# M4



## lukesdad (2 Jan 2011)

Well Ive finally cobbled it together, mix of new and salvaged parts. The frameset and forks have been hanging on the workshop wall for 8 years. Front wheel and Disc are new everything else donated  to a deserving home.

Spec.

M4 frame and SL forks.
Rear wheel Chris King hub on mavic rim Deore disc xt cassette Dt spokes.
Front wheel DT swiss Deore disc.

Carbon monkey lite barsChris King headset supestargrips xt shifter

USE shockpost ( only one I had of right diameter )
SLR saddle

Drivetrain Middleburn 170 square taper cranks homemade guides 32 front sprocket Xt rear mech time atac pedals

Few tweaks to be made new rear cassette on the way and a layback seatpost


----------



## Fab Foodie (2 Jan 2011)

Lukesdad, I know nothing about MTB's but I know a tidy jobe when I see one. Looks very nice indeed!


----------



## e-rider (2 Jan 2011)

I'd say it looks nice BUT the frame is too small for you.


----------



## mcshroom (2 Jan 2011)

Chains a bit slack 

Looks good, that's a very long seat post though!


----------



## lukesdad (3 Jan 2011)

mcshroom said:


> Chains a bit slack
> 
> Looks good, that's a very long seat post though!


The return spring on the Mech is US and the shifter is not loaded  Its my old DS frame hence the seatpost length.


----------



## lukesdad (3 Jan 2011)

tundragumski said:


> I'd say it looks nice BUT the frame is too small for you.


Really. Ill bear that in mind


----------



## lukesdad (3 Jan 2011)

Built for a purpose the important crit. for me was the wheel base.


----------



## Banjo (3 Jan 2011)

Looks great to me ld but to quote my better half when she looked in the shed recently "How can you ride all those bikes with only one arse?"


----------



## palinurus (3 Jan 2011)

Banjo said:


> "How can you ride all those bikes with only one arse?"



I _do_ like that.


----------



## lukesdad (3 Jan 2011)

lol Banjo


----------



## Muddyfox (3 Jan 2011)

Looks Fantastic LD .... you just need some lovely singletrack now





Muddyfox


----------



## 02GF74 (13 Jan 2011)

lukesdad said:


> Really.
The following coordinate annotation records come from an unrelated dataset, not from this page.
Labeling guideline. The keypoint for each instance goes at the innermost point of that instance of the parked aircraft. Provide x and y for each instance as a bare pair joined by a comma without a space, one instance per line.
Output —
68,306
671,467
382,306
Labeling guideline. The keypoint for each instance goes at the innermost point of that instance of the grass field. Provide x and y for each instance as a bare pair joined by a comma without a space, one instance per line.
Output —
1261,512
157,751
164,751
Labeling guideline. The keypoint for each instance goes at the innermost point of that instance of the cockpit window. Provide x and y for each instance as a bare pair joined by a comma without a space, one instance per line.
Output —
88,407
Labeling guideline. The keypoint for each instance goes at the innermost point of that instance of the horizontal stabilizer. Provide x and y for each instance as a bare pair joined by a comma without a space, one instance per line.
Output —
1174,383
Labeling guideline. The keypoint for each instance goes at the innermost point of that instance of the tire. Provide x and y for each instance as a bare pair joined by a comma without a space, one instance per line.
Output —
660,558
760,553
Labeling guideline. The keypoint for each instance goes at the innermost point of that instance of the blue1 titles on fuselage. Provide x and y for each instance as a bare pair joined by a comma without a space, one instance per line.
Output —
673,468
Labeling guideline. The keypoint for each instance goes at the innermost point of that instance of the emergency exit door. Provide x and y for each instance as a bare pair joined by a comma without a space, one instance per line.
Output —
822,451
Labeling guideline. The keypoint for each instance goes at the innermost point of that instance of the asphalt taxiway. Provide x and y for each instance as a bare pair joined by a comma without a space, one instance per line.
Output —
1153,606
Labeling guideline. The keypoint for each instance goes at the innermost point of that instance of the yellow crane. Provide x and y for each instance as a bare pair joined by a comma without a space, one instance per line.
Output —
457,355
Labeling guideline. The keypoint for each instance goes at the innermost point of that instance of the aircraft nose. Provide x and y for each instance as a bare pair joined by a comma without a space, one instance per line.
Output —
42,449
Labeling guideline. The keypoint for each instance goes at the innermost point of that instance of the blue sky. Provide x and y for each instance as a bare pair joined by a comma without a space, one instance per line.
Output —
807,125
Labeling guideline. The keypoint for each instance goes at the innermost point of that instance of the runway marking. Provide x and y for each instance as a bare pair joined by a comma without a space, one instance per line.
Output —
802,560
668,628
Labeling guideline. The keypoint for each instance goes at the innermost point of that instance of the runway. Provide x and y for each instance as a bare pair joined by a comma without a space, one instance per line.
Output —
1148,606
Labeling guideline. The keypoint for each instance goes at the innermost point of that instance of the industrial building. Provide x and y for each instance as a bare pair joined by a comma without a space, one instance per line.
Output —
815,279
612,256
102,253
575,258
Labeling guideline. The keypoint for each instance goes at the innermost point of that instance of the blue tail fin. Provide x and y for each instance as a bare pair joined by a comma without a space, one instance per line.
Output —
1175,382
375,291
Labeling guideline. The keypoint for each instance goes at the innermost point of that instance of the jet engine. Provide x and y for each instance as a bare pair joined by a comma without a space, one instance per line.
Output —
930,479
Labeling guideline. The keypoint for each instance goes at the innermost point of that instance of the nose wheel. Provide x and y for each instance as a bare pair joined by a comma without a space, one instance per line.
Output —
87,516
Ill bear that in mind




you won't be smug and laughing when you have half the snapped post jammed in your thigh.

seriously think about this - USE post have a reputation for snapping, I had one go, still have the scars , and it was shorter, notby much, than what yours is..... and there is no warning when they go.


----------



## lukesdad (15 Jan 2011)

02GF74 said:


> you won't be smug and laughing when you have half the snapped post jammed in your thigh.
> 
> seriously think about this - USE post have a reputation for snapping, I had one go, still have the scars , and it was shorter, notby much, than what yours is..... and there is no warning when they go.



Try reading the original post,sorry about the pun.


----------



## lukesdad (15 Jan 2011)

...and its usually the clamps on the aliens that go...as I know having had one go on a 100k marathon.

Anything else you d like to add.....? No, I thought not.


----------